We are releasing the full text and supporting materials for our research on adversarial robustness in large language model defense systems. This work, conducted over the past nine months by Neuraphic's adversarial research group, proposes a structured taxonomy for classifying attacks against language models and introduces a benchmark suite for evaluating defensive mechanisms across seven distinct attack categories.
The paper is available on our research page. Here, we summarize its principal contributions and discuss their implications for the broader field of AI security.
A taxonomy of adversarial inputs
Existing literature on adversarial attacks against language models tends to treat the problem as monolithic — a model is either robust or it is not. This framing obscures important distinctions between fundamentally different attack strategies that require fundamentally different defenses. Our taxonomy identifies seven categories: prompt injection, jailbreak sequences, role-play escalation, instruction override, context manipulation, encoding attacks, and multi-turn manipulation.
Each category exploits a different aspect of how language models process and respond to input. Prompt injection targets the boundary between system instructions and user content. Jailbreak sequences exploit alignment weaknesses through carefully constructed payloads. Role-play escalation gradually shifts the model's behavioral frame across conversational turns. Instruction override attempts to supersede system-level directives. Context manipulation poisons the information a model uses for grounded responses. Encoding attacks use character-level obfuscation to evade input filters.

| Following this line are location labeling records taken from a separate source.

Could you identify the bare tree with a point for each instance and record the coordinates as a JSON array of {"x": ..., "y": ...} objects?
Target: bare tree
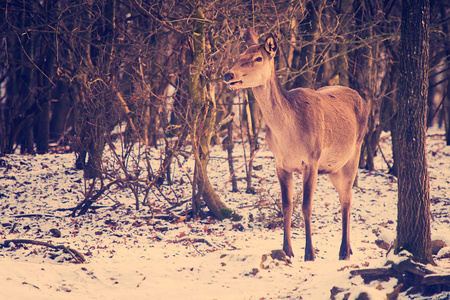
[{"x": 413, "y": 229}]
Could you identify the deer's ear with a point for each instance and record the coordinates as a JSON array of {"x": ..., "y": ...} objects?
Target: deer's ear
[
  {"x": 250, "y": 38},
  {"x": 271, "y": 45}
]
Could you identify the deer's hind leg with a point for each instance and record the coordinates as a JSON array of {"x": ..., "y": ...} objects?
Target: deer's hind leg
[
  {"x": 286, "y": 183},
  {"x": 343, "y": 182}
]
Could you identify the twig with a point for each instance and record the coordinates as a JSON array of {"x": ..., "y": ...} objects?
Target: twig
[{"x": 77, "y": 256}]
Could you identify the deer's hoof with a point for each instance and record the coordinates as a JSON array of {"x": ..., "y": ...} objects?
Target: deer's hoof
[
  {"x": 288, "y": 251},
  {"x": 309, "y": 255}
]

Multi-turn manipulation distributes malicious intent across a sequence of individually benign messages.
Benchmark design
We constructed a benchmark of 14,200 adversarial samples across the seven categories, balanced against 28,000 benign samples drawn from production traffic patterns. Each adversarial sample was generated through a combination of automated methods and manual crafting by our red team. Critically, we included samples at varying levels of sophistication — from naive attacks that any keyword filter would catch to highly obfuscated inputs designed to evade state-of-the-art classifiers.
The benchmark evaluates both detection accuracy (can the system correctly identify an adversarial input?) and classification granularity (can it correctly categorize which type of attack is being attempted?). We believe the latter is essential for building effective defenses. A system that can identify an input as adversarial but cannot distinguish between a prompt injection and a multi-turn manipulation cannot apply the appropriate mitigation strategy.

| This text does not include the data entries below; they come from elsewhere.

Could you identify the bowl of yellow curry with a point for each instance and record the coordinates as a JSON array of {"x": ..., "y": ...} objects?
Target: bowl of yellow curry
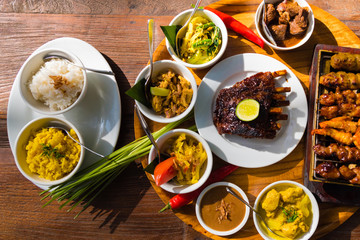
[
  {"x": 289, "y": 209},
  {"x": 173, "y": 92},
  {"x": 46, "y": 155},
  {"x": 204, "y": 42},
  {"x": 192, "y": 159}
]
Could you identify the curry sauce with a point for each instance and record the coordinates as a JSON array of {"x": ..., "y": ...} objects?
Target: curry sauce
[{"x": 220, "y": 210}]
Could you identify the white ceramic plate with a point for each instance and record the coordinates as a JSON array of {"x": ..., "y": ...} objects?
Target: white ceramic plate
[
  {"x": 242, "y": 152},
  {"x": 98, "y": 115}
]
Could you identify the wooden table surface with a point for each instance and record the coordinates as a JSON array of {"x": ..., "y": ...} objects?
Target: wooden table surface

Results across attack categories
We evaluated five defensive architectures against our benchmark, including two commercially deployed systems and three research prototypes. The results reveal significant variation in performance across attack categories. All systems performed well against prompt injection (F1 scores above 0.91) and encoding attacks (F1 above 0.88). Performance degraded substantially for multi-turn manipulation (best F1 of 0.73) and role-play escalation (best F1 of 0.69).
These findings confirm a pattern we have observed in our own development work: attacks that distribute intent across time are significantly harder to detect than attacks concentrated in a single input. This has direct architectural implications. Effective defense against the full spectrum of adversarial strategies requires systems that maintain state across conversational turns — a requirement that most current classification approaches do not meet.

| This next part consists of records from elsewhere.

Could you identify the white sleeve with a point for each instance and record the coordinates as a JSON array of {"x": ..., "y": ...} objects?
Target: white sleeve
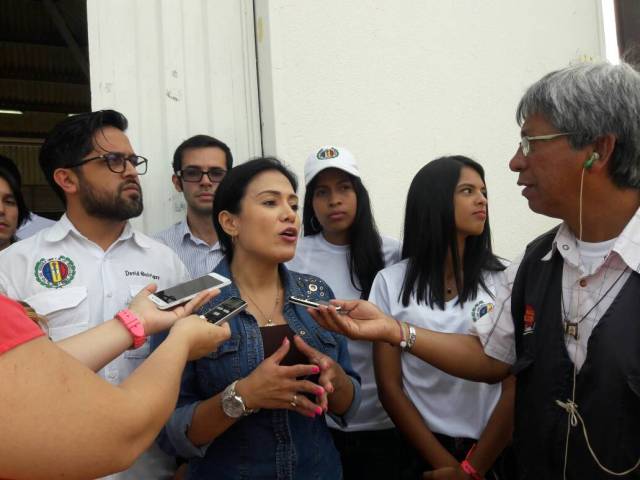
[
  {"x": 495, "y": 329},
  {"x": 379, "y": 294}
]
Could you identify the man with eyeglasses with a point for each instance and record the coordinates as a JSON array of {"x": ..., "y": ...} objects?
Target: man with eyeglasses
[
  {"x": 89, "y": 264},
  {"x": 566, "y": 318},
  {"x": 199, "y": 165}
]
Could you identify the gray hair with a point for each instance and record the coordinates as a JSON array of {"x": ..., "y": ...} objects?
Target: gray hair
[{"x": 592, "y": 100}]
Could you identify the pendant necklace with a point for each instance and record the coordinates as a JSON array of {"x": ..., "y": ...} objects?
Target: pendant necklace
[
  {"x": 571, "y": 328},
  {"x": 269, "y": 319}
]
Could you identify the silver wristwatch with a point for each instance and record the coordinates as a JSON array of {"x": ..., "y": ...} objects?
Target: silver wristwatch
[{"x": 233, "y": 405}]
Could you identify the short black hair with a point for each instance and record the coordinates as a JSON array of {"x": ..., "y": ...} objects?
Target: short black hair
[
  {"x": 200, "y": 141},
  {"x": 72, "y": 139},
  {"x": 9, "y": 171},
  {"x": 430, "y": 232},
  {"x": 233, "y": 187}
]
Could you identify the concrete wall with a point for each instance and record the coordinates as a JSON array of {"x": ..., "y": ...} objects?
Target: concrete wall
[
  {"x": 175, "y": 69},
  {"x": 401, "y": 83}
]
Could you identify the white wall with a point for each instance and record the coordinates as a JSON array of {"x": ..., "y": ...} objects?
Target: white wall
[
  {"x": 401, "y": 83},
  {"x": 175, "y": 69}
]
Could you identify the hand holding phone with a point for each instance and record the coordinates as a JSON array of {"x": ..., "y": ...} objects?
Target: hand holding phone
[
  {"x": 182, "y": 293},
  {"x": 305, "y": 302},
  {"x": 225, "y": 311}
]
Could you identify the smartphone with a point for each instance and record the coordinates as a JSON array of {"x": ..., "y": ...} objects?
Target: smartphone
[
  {"x": 179, "y": 294},
  {"x": 225, "y": 311},
  {"x": 305, "y": 302}
]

Implications for applied defense
This research directly informs the design of Prion, our inference-layer security system. The taxonomy provides the classification schema that Prion uses to route detected threats to category-specific mitigation handlers. The benchmark serves as a regression test for each iteration of our detection models.
We are releasing the benchmark dataset under an open license to enable independent evaluation and to establish a common standard for measuring progress in adversarial defense. The field cannot improve what it does not measure, and it cannot measure what it has not agreed to define. We hope this work contributes to both.
Open questions
Several important problems remain unresolved. The relationship between model scale and adversarial vulnerability is not well understood — larger models appear more robust to some attack categories and less robust to others, for reasons that resist simple explanation. The arms race between attack and defense methods shows no sign of reaching equilibrium. And the question of how to evaluate defenses against attacks that have not yet been invented remains, by definition, open.
We will continue publishing our findings as this research progresses. The full paper, benchmark data, and evaluation code are available on our research page.